Anybody with electricity knows this and presumably Brian France has electricity. As the chief executive officer and chairman of the board of Nascar, a racing association that trails only the NFL in sports television ratings in the US, he can certainly afford electricity.
Last week France hopped on the company jet and took a posse over to a Trump rally in Georgia where he was introduced at the podium as the chief executive of Nascar. France was gushing in his praise of Trump and unabashed in his endorsement, which seemed quite natural considering that his sports primary demographic is right in Trump’s wheelhouse. They are true patriots who “want to make America great again”.
However, what France was not prepared for were the fallout and recriminations from his “routine endorsement”. One large Nascar sponsor took to Twitter to bemoan France’s actions while claiming that there is no place for any kind of endorsement in business. After all, any good corporation is colour blind. They don’t see black or white or yellow, they only see green. “I’m not supporting him for all of his views, or his immigration views,” France said. “I happen to be very enamoured by the excitement he’s brought and the voter turnout that it is creating.”
That may be true but you don’t get to cherry pick when Trump goes out and tells everyone he now has Nascar’s endorsement, a statement France says is not necessarily true.
“We talked to the campaign about the endorsement that I made, versus the sport, and it’s hard to get that perfectly right all the time,” he said.
No, it’s not hard, it’s impossible. Do you think France was up on the podium speaking to throngs at a Trump rally because he was merely an earnest and concerned citizen or is he up there because he is CEO of Nascar? Just own it man, particularly if it’s what you believe. France claimed the controversy has obscured the millions the sport has spent recently to be more inclusive. But, regardless, this was not a cavalier decision by France. He had to know that supporting Trump was good for business; he was simply fortifying his core.
Professional golf also wants you to know that they are every bit as inclusive as Nascar. “Mr Trump’s comments are inconsistent with our strong commitment to an inclusive and welcoming environment in the game of golf,” the PGA said in a statement released last week on the eve of the WGC-Cadillac Championship at the Trump Doral course in Florida. Not surprisingly, the candidate made a cameo appearance on the final day of the tournament and why not? It’s his course.
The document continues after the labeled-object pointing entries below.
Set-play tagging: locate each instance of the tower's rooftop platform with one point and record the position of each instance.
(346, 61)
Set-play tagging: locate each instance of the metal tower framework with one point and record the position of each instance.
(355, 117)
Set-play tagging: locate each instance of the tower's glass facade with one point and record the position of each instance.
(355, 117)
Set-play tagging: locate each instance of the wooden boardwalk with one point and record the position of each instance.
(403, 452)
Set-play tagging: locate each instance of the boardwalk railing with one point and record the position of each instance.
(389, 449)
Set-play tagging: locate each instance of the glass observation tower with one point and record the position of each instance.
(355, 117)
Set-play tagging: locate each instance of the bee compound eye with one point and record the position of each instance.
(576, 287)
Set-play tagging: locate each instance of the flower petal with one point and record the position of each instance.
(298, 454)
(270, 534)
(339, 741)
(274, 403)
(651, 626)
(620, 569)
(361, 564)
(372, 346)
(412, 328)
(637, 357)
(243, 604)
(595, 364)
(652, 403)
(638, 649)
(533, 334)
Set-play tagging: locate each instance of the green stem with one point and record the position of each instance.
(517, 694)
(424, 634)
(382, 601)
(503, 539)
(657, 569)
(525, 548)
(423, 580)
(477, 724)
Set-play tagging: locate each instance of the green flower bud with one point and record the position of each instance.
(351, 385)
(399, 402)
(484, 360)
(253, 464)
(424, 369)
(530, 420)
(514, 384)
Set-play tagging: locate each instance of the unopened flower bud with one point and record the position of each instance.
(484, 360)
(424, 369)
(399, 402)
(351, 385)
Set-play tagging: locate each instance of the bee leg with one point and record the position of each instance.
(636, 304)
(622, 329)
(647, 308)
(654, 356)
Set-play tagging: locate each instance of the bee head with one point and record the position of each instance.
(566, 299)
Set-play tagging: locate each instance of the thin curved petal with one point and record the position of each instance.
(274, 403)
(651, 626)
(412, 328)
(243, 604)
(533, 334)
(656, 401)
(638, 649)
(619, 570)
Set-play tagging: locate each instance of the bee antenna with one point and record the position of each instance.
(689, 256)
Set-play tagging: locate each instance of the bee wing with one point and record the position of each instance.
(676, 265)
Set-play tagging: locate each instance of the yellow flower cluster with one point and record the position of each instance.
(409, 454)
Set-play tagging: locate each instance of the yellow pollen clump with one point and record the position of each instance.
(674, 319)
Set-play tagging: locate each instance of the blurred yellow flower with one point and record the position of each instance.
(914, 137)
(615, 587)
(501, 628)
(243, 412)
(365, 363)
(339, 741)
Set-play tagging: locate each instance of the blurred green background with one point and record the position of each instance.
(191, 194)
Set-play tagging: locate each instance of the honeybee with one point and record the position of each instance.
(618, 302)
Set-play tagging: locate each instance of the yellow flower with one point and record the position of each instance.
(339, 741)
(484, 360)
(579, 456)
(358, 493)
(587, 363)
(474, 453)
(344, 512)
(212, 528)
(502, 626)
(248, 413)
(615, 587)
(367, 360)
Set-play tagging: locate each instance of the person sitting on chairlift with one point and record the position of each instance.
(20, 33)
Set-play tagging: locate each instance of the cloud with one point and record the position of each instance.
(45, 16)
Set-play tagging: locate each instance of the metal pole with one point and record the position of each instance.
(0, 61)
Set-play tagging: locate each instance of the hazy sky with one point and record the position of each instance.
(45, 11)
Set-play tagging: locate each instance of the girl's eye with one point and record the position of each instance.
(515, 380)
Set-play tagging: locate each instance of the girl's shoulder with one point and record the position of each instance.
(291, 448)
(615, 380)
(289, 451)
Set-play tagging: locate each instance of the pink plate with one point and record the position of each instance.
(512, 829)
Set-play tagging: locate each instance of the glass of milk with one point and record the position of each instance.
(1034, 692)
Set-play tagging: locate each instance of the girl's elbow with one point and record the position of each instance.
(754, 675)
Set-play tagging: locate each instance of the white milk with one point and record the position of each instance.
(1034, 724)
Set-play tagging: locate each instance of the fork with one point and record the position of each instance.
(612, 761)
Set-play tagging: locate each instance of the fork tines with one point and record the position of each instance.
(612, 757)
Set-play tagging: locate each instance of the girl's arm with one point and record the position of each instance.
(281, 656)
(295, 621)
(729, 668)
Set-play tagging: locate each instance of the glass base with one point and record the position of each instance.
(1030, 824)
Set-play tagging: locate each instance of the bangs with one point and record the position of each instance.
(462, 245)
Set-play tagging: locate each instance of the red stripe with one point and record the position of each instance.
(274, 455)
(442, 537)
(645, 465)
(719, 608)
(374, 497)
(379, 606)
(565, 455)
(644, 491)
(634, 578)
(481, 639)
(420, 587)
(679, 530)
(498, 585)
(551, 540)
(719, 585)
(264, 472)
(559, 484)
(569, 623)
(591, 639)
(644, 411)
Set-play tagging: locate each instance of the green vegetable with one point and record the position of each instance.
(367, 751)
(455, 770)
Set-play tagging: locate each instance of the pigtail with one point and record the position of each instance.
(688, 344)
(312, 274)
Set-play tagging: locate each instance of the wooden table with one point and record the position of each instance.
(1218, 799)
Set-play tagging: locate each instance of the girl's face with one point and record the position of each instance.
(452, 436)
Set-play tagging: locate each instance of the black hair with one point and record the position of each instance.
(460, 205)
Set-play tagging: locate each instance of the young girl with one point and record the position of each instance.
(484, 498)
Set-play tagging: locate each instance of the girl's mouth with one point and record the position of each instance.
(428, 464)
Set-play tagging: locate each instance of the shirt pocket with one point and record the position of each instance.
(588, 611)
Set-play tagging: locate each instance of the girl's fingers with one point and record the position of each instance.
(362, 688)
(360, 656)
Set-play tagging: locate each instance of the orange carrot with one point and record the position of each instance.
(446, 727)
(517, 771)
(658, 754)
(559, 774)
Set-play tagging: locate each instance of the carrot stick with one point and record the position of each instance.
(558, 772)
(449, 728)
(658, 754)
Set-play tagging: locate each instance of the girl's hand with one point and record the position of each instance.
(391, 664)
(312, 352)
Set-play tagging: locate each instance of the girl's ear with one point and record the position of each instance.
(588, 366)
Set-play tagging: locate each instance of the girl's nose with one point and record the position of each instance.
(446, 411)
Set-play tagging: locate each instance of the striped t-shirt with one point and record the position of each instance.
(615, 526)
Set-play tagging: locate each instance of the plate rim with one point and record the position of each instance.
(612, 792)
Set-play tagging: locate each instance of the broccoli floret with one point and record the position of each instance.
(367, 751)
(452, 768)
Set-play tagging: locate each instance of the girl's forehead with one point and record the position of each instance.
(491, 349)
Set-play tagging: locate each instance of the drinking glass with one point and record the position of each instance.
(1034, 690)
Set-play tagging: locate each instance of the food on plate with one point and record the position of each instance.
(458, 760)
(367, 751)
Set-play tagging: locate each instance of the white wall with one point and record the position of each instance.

PGA commissioner Tim Finchem is too smart to publicly endorse Trump, but he doesn’t have to. The holding of an annual tournament at a Trump course and awarding the 2022 PGA Championship, their penultimate tournament, to the Trump National course in Bedminster, New Jersey, speaks volumes. Trump’s comments may be inconsistent with what the PGA is all about, but his properties are not. The PGA is also cherry picking much like Nascar and, knowing the demographic of their sport, the Trump association won’t hurt them either. In the end, it comes down to whether you want to judge them by their words or their actions. It’s up to you.